Configurable Infiniband port_guid/node_guid
To make using Infiniband devices more consistent especially when SR-IOV is in the mix, we should be adding two new properties:
- port_guid
- node_guid
When set, Incus will then record the current values into volatile keys (like we do with MAC addresses), set the new values in place and then when the instance is stopped, it will restore those values.

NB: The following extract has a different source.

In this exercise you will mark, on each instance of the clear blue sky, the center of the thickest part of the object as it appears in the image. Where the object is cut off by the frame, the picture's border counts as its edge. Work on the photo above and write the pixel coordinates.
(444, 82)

Forum thread where this was brought up: https://discuss.linuxcontainers.org/t/sriov-infiniband-device-persistent-or-at-least-consistent-port-guid-and-node-guid/20258/7
Good afternoon, My friend @arojas2003 and I are taking Professor Chidambaram's Virtualization Class at UT Austin and were interested in tackling this issue for our class project. Would we be able to get this issue assigned to us?
Hi! I am Tony's partner
Done!
The bulk of the work on this one will happen within the internal/server/device/ package combined with matching documentation entry in doc/, unless #1787 lands first at which point the documentation will also all be in internal/server/device.
Because you're unlikely to have access to Infiniband hardwre, I'll be handling testing on this one as I have a lab machine here with an Infiniband controller that I can pretty easily poke at.
But the initial boiler plate work to add the new properties shouldn't need hardware.
Hi @stgraber,
So we have taken a look at this issue, and have come up with a plan to tackle it:
In infiniband_sriov.go, we plan to do the following:
Step 1 -- In validateConfig():
* add port_guid and node_guid as optional fields
* add rules for port_guid and node_guid similar to how it's done for hwaddr
Step 2 -- In startContainer() (should I also do this in startVM()?)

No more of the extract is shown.